Pensamientos
de un barbero.
Esta
mañana un comentarista hablaba de los individuos que, en la ceremonia de apertura de la
legislatura, pretendieron (y consiguieron, gracias a la colaboración de los
medios de comunicación, que les dan cobertura) llamar la atención con un
comportamiento ridículo, inadecuado, grosero y fuera de lugar. En un momento de
su disertación, el comentarista se refirió a uno de estos sujetos de manera
despectiva y le llamó “tonto de zarzuela:”
Escuchar
esta frase y ponerme a cavilar fue todo uno. Lo de tonto estaba muy claro, pero
¿lo de zarzuela? ¿A que zarzuela se refería? ¿Al género teatral? ¿Al teatro?

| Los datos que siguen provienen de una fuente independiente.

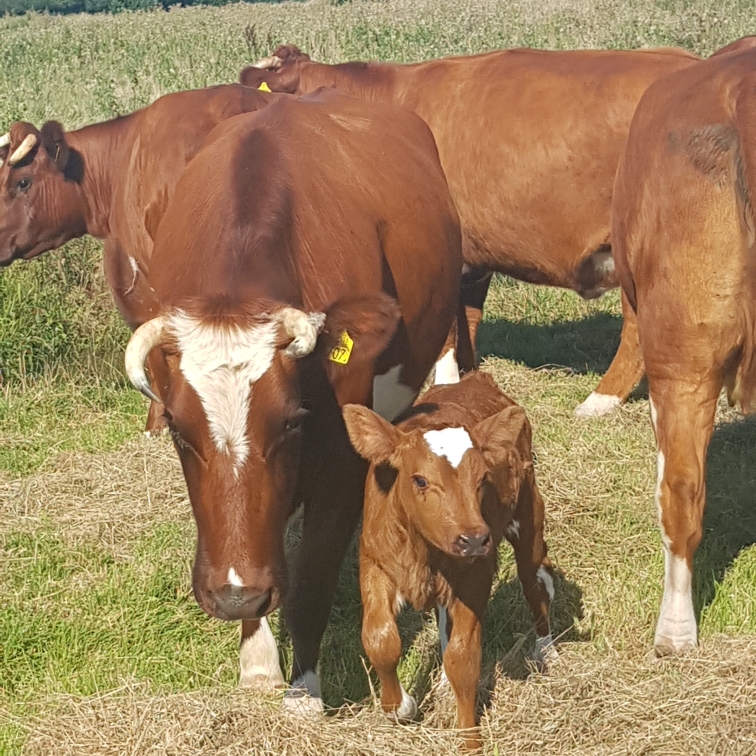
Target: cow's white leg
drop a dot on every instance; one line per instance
(390, 396)
(447, 370)
(258, 657)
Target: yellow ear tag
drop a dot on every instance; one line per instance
(343, 350)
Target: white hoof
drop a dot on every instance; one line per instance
(597, 404)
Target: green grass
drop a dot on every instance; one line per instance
(95, 565)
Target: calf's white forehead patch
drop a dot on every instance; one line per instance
(221, 363)
(451, 443)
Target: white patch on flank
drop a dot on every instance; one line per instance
(547, 581)
(407, 710)
(676, 629)
(447, 370)
(258, 660)
(233, 577)
(304, 697)
(443, 629)
(390, 396)
(597, 404)
(451, 443)
(221, 363)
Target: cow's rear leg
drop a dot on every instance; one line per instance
(330, 518)
(525, 533)
(683, 416)
(623, 374)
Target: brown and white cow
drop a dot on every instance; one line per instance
(684, 234)
(279, 263)
(445, 485)
(111, 180)
(529, 141)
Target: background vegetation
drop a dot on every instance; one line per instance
(99, 633)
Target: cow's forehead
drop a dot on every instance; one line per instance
(222, 362)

¿Al palacio? Imposible saberlo. Seguramente sería al espectáculo, porque en la
consideración de no pocas gentes, la zarzuela es un género menor, pobre si la
comparan con la excelsa ópera, populachera, vulgar y hasta seborréica, es decir
casposa. Entonces me pregunté: ¿por qué el comentarista utilizó la zarzuela
como vocablo para acentuar el grado de estupidez del sujeto, ente o individuo
al que se refería? No lo sé, pero me sentí molesto, sobre todo porque el
comunicador podía haber recurrido a un buen número de expresiones, igualmente
señaladoras, pero con otros elementos calificativos.
Podía
haberle distinguido como “más tonto que Abundio”, del que se dice que vendió el
coche para comprar gasolina; o que “el sastre del Campillo, que cosía de balde
y, además, ponía el hilo”; o más tonto que “la tonta de Candelario, que ató los
perros con longanizas”; o más tonto que
“el maestro de Ciruela, que no sabía leer y puso escuela”… O que el que asó la
manteca.
Enseguida
me di cuenta de que acababa de cometer el mismo error que el comentarista. Si
me incomodé al escuchar lo de la zarzuela, entendí que las frases anteriores
podían molestar a los de Campillo, de Ciruela o de Candelario, o al
desconocido, aunque popular, Abundio.
Entonces
recordé la inmensa riqueza de nuestro idioma castellano y me dije: el señor de
la radio podía haberse referido al ridículo oportunista llamándole “tonto de
baba”, “tonto del bolo”, “tonto del bote”, “tonto de capirote”, “tonto del
ciruelo”, “tonto del culo”, “tonto del haba”, “tonto del higo”, “tonto de las
narices”, “tonto del pito”, o “tonto de
los cojones”, que aunque se salga del orden alfabético empleado en las estultas
especialidades anteriores, es el más rotundo y expresivo de nuestro
repertorio,. Repertorio que no acaba aquí, porque, recientemente, se están acuñando
a velocidad supersónica calificaciones modernas y tecnológicas como “tonto del
móvil”, o del “esmarfon”, o del sofisticado “aifon”.
Y si el
locutor hubiera querido ser con el sujeto de marras, más condescendiente,
podría haberle llamado tontaina o tontorrón, términos que rebajan, incluso
cariñosamente, la intención del insulto.
En fin,
todo un abanico de posibilidades, variadas, con solera, con historia y
documentadas en nuestra literatura. Y si con este abanico no hubiera
tenido suficiente, le sugiero la lectura
del Libro de los insultos, recopilación
de Don Pancracio Celdrán Gómez, erudito, culto y entretenido, al que me
gustaría ofrecerle un corte de pelo gratis, sólo por disfrutar de su
conversación.
Lamparilla
(Todo esto es consecuencia de que no sólo
de zarzuelerías vive el hombre).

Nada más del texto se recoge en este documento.